Dyeing yarn is a process with several steps along the way. Just when we think we're finished, we come to what may be the hardest part - naming the colorway.
We have a new colorway that we want to release to the world. It's all set to go except for one minor detail - it needs a name. It's like going through pregnancy, labor and delivery. You can't introduce your new baby to family and friends without a name. Well, I did that with one of my kids. It was well over a week before she had a name. So far she hasn't shown any ill effects from her days of namelessness.
But it's different with yarn - we really do need a name. We have to label and identify it. Some yarn companies take the easy route and assign numbers. Mona and I discussed this in the beginning and decided to take the time to name all of our colorways.
I love playing with words, looking up various meanings and derivations, bouncing possible options off family members. Mona and I solicit ideas and suggestions from anyone and everyone. We've even been known to ask relative strangers for input.
Naming colors takes a certain creativity and investment of time. We want to observe the yarn in different lighting situations. Trust me when I tell you the lighting conditions in the Baltimore Convention Center are not conducive to accurate name selection. Indoors, outdoors. Where's the Ott-Lite?

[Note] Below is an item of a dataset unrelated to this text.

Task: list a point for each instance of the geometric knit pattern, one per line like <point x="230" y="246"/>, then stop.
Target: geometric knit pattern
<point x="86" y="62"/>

Some names are clever and creative. Some names are descriptive and utilitarian. Some names are whimsical and magical. And some names are just plain lame. I admit that at one time we had a colorway named blue. I blame sleep deprivation for that one.
Given our sometimes less-than-accurate name choices, it's reassuring when there's evidence to support spot-on name selection.
The flower iris. Again, courtesy of my neighbor's yard. I think it's a match.